Croissants with chocolate and seeds.
Food - Drink
The Easy Trick For Perfectly Balanced Pain Au Chocolat
By WENDY LEIGH
Pain au chocolat means "chocolate bread" in French, and it is commonly known in the U.S. as a chocolate croissant. This pastry is amazing when made right, but it's often unsatisfying because there's not enough filling, leaving you with more flaky dough than soft, warm chocolate — this is how to make sure your own pastries are balanced.

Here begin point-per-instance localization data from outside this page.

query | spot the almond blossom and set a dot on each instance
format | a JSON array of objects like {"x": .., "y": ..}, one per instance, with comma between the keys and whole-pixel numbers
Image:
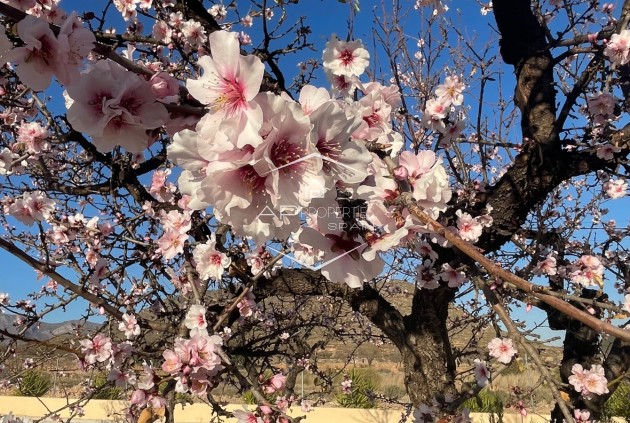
[
  {"x": 115, "y": 107},
  {"x": 229, "y": 83},
  {"x": 275, "y": 383},
  {"x": 502, "y": 350},
  {"x": 482, "y": 374},
  {"x": 42, "y": 55},
  {"x": 451, "y": 91},
  {"x": 546, "y": 266},
  {"x": 469, "y": 228},
  {"x": 616, "y": 188},
  {"x": 589, "y": 382},
  {"x": 454, "y": 278},
  {"x": 345, "y": 58},
  {"x": 246, "y": 416},
  {"x": 196, "y": 319},
  {"x": 32, "y": 207},
  {"x": 97, "y": 349},
  {"x": 210, "y": 263},
  {"x": 587, "y": 271},
  {"x": 618, "y": 48},
  {"x": 129, "y": 326}
]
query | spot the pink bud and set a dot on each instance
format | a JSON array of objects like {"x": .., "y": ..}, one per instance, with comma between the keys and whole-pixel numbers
[
  {"x": 266, "y": 409},
  {"x": 164, "y": 85},
  {"x": 592, "y": 38},
  {"x": 401, "y": 173}
]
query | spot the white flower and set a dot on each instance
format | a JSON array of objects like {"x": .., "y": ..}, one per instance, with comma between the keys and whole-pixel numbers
[
  {"x": 196, "y": 318},
  {"x": 482, "y": 374},
  {"x": 209, "y": 262},
  {"x": 129, "y": 325},
  {"x": 345, "y": 58},
  {"x": 502, "y": 350}
]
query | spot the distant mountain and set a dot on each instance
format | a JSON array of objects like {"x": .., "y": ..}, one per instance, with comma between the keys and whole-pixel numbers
[{"x": 43, "y": 331}]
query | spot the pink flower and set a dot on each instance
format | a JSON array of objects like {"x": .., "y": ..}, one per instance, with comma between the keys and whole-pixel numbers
[
  {"x": 453, "y": 277},
  {"x": 618, "y": 47},
  {"x": 115, "y": 107},
  {"x": 345, "y": 58},
  {"x": 451, "y": 92},
  {"x": 582, "y": 416},
  {"x": 546, "y": 266},
  {"x": 129, "y": 325},
  {"x": 139, "y": 398},
  {"x": 194, "y": 32},
  {"x": 482, "y": 374},
  {"x": 275, "y": 383},
  {"x": 229, "y": 83},
  {"x": 589, "y": 382},
  {"x": 587, "y": 271},
  {"x": 502, "y": 349},
  {"x": 171, "y": 244},
  {"x": 42, "y": 55},
  {"x": 616, "y": 188},
  {"x": 196, "y": 318},
  {"x": 33, "y": 206},
  {"x": 346, "y": 385},
  {"x": 98, "y": 349},
  {"x": 434, "y": 113},
  {"x": 247, "y": 305},
  {"x": 172, "y": 362},
  {"x": 210, "y": 263},
  {"x": 162, "y": 32},
  {"x": 33, "y": 136}
]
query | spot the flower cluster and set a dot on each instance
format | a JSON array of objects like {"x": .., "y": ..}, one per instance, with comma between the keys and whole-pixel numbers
[
  {"x": 589, "y": 382},
  {"x": 502, "y": 350},
  {"x": 44, "y": 54}
]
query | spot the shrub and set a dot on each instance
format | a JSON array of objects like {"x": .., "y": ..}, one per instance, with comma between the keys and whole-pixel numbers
[
  {"x": 364, "y": 383},
  {"x": 34, "y": 383}
]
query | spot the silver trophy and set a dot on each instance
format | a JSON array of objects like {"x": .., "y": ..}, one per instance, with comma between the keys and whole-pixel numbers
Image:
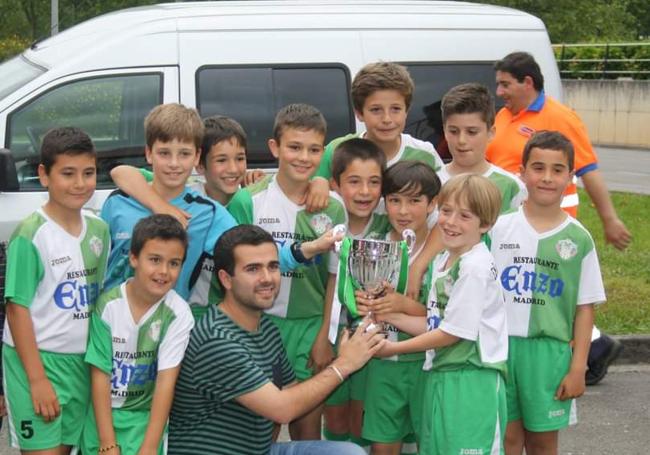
[{"x": 374, "y": 264}]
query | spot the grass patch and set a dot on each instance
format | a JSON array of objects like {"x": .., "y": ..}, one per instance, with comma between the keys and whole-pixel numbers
[{"x": 626, "y": 273}]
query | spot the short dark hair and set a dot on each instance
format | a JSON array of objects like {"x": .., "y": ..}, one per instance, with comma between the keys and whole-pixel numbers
[
  {"x": 551, "y": 140},
  {"x": 244, "y": 234},
  {"x": 67, "y": 140},
  {"x": 163, "y": 227},
  {"x": 356, "y": 149},
  {"x": 381, "y": 76},
  {"x": 301, "y": 117},
  {"x": 520, "y": 65},
  {"x": 469, "y": 98},
  {"x": 411, "y": 177},
  {"x": 219, "y": 128}
]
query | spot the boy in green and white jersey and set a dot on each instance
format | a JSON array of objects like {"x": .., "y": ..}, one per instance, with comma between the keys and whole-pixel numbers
[
  {"x": 381, "y": 96},
  {"x": 138, "y": 335},
  {"x": 459, "y": 404},
  {"x": 551, "y": 278},
  {"x": 468, "y": 122},
  {"x": 409, "y": 189},
  {"x": 55, "y": 269},
  {"x": 276, "y": 204},
  {"x": 357, "y": 168}
]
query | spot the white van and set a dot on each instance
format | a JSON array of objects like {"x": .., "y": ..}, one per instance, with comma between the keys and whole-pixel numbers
[{"x": 245, "y": 59}]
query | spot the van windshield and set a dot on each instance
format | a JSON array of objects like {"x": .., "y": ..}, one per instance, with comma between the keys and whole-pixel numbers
[{"x": 15, "y": 73}]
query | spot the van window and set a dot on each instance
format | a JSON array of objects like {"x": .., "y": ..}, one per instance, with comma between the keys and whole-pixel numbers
[
  {"x": 110, "y": 109},
  {"x": 252, "y": 95},
  {"x": 432, "y": 81}
]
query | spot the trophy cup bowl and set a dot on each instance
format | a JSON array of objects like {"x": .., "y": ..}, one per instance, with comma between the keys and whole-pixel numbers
[{"x": 373, "y": 264}]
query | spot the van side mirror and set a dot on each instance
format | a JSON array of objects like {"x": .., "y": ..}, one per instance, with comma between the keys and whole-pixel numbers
[{"x": 8, "y": 175}]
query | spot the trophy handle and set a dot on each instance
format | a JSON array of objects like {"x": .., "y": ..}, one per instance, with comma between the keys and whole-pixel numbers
[
  {"x": 338, "y": 229},
  {"x": 409, "y": 237}
]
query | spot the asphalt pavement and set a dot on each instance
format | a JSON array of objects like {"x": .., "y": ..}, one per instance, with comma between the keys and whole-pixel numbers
[
  {"x": 613, "y": 417},
  {"x": 626, "y": 170}
]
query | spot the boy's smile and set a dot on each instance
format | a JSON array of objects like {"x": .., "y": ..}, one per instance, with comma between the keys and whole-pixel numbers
[
  {"x": 384, "y": 114},
  {"x": 298, "y": 153},
  {"x": 360, "y": 188},
  {"x": 224, "y": 169},
  {"x": 71, "y": 181},
  {"x": 546, "y": 175},
  {"x": 172, "y": 163},
  {"x": 467, "y": 136},
  {"x": 157, "y": 266}
]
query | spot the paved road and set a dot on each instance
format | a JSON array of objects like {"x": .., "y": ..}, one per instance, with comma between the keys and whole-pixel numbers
[
  {"x": 614, "y": 417},
  {"x": 625, "y": 170}
]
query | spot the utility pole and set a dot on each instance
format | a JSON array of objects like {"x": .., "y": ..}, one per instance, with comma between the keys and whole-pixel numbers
[{"x": 54, "y": 15}]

Traditional French pain au chocolat uses thin, long sticks of dark or semi-sweet chocolate known as batons. Many bakers use a single chocolate baton, placed on the edge of the pastry dough and rolled into the center, or two baton sticks placed on each end of the dough and then rolled up, but three batons is actually superior.

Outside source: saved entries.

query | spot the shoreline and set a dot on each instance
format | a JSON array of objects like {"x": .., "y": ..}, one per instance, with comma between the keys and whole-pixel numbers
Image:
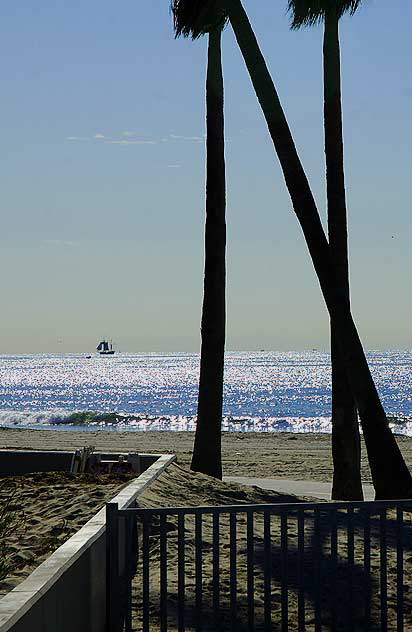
[{"x": 294, "y": 456}]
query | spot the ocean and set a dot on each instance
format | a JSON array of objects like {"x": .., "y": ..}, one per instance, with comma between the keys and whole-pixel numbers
[{"x": 264, "y": 391}]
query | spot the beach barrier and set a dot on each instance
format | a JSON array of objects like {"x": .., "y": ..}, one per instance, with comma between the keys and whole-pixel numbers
[
  {"x": 306, "y": 566},
  {"x": 67, "y": 592}
]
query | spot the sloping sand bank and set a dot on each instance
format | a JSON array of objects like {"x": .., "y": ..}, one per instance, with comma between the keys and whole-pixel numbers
[
  {"x": 179, "y": 487},
  {"x": 271, "y": 455},
  {"x": 49, "y": 508}
]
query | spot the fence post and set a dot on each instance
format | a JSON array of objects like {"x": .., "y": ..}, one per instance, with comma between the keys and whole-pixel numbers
[{"x": 112, "y": 568}]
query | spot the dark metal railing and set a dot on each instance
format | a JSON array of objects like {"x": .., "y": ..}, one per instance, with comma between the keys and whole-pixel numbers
[{"x": 306, "y": 566}]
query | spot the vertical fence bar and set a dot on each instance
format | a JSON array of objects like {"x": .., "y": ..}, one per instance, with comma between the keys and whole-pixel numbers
[
  {"x": 250, "y": 571},
  {"x": 351, "y": 564},
  {"x": 145, "y": 573},
  {"x": 112, "y": 568},
  {"x": 367, "y": 566},
  {"x": 267, "y": 550},
  {"x": 301, "y": 570},
  {"x": 399, "y": 569},
  {"x": 163, "y": 573},
  {"x": 198, "y": 570},
  {"x": 129, "y": 568},
  {"x": 181, "y": 572},
  {"x": 384, "y": 573},
  {"x": 317, "y": 561},
  {"x": 284, "y": 569},
  {"x": 233, "y": 572},
  {"x": 334, "y": 567},
  {"x": 216, "y": 569}
]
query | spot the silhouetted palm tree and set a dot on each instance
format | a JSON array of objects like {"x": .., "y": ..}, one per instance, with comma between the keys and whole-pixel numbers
[
  {"x": 347, "y": 483},
  {"x": 207, "y": 457},
  {"x": 390, "y": 475}
]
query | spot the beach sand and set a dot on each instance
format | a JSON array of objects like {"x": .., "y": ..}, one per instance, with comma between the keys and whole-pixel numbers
[
  {"x": 270, "y": 455},
  {"x": 179, "y": 487},
  {"x": 49, "y": 508},
  {"x": 54, "y": 510}
]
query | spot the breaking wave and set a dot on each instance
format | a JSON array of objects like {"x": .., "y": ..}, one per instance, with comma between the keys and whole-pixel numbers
[{"x": 91, "y": 420}]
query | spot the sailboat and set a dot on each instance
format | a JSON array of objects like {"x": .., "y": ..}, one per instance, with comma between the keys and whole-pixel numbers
[{"x": 105, "y": 348}]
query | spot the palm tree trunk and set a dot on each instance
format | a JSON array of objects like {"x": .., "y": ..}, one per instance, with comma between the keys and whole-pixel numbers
[
  {"x": 346, "y": 453},
  {"x": 207, "y": 457},
  {"x": 391, "y": 477}
]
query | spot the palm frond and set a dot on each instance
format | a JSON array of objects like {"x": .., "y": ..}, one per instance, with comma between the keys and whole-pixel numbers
[
  {"x": 312, "y": 12},
  {"x": 194, "y": 18}
]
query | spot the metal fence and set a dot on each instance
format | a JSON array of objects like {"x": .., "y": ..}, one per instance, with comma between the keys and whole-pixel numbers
[{"x": 307, "y": 566}]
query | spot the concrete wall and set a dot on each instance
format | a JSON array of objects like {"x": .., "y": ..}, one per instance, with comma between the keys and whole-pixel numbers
[
  {"x": 15, "y": 462},
  {"x": 24, "y": 461},
  {"x": 67, "y": 592}
]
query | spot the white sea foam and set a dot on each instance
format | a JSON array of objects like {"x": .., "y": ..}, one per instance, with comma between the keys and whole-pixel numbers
[
  {"x": 87, "y": 420},
  {"x": 263, "y": 391}
]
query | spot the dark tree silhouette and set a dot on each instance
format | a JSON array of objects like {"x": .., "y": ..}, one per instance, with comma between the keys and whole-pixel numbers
[
  {"x": 207, "y": 456},
  {"x": 346, "y": 452},
  {"x": 391, "y": 477}
]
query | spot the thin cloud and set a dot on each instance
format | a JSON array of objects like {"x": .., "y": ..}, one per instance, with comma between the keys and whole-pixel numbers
[
  {"x": 61, "y": 243},
  {"x": 123, "y": 141},
  {"x": 193, "y": 139}
]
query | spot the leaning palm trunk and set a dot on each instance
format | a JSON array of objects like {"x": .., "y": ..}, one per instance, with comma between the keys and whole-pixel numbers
[
  {"x": 207, "y": 456},
  {"x": 346, "y": 454},
  {"x": 391, "y": 477}
]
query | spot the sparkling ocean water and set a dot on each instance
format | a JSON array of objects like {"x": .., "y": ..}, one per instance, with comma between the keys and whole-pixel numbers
[{"x": 266, "y": 391}]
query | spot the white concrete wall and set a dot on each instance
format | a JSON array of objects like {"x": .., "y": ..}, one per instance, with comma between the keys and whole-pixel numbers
[{"x": 67, "y": 592}]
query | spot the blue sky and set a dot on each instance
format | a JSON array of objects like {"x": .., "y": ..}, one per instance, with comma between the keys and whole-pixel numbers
[{"x": 103, "y": 179}]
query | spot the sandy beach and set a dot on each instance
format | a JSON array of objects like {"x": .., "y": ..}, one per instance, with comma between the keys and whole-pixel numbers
[
  {"x": 271, "y": 455},
  {"x": 68, "y": 501},
  {"x": 48, "y": 508}
]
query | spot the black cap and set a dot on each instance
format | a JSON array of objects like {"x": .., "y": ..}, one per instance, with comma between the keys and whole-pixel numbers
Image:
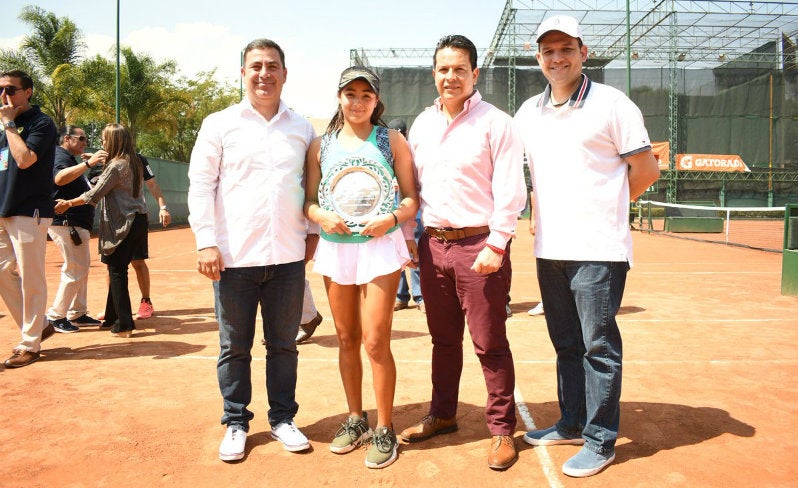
[{"x": 360, "y": 72}]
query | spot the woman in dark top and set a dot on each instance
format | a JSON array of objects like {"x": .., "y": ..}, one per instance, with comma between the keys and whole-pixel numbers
[{"x": 123, "y": 221}]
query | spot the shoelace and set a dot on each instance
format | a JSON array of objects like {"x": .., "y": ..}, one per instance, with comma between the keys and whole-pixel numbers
[
  {"x": 353, "y": 429},
  {"x": 384, "y": 442},
  {"x": 502, "y": 440}
]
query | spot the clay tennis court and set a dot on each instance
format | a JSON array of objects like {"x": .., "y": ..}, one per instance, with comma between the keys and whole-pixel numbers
[{"x": 710, "y": 392}]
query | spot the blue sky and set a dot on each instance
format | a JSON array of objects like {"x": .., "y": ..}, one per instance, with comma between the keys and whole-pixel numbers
[{"x": 315, "y": 34}]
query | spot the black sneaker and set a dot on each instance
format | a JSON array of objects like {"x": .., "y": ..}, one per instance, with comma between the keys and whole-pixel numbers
[
  {"x": 64, "y": 326},
  {"x": 85, "y": 320},
  {"x": 307, "y": 330}
]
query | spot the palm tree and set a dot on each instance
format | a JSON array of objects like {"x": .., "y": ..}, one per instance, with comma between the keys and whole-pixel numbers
[{"x": 50, "y": 55}]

Baker Haris Car of Car Artisan Chocolate in Los Angeles uses three batons in his pain au chocolat. While most bakers would roll the two baton-laden dough edges of the dough toward the center to create the ready-to-bake croissant, Car slips an extra baton in the center of the strip of dough before rolling the edges toward the center.
If you're a home chef without time to make your own pastry, you can try the same technique using pre-formed frozen croissant dough sheets. After defrosting but before rolling the flat pieces of dough into the croissant shape, place three chocolate batons on the two edges and center, then roll your way to flaky goodness.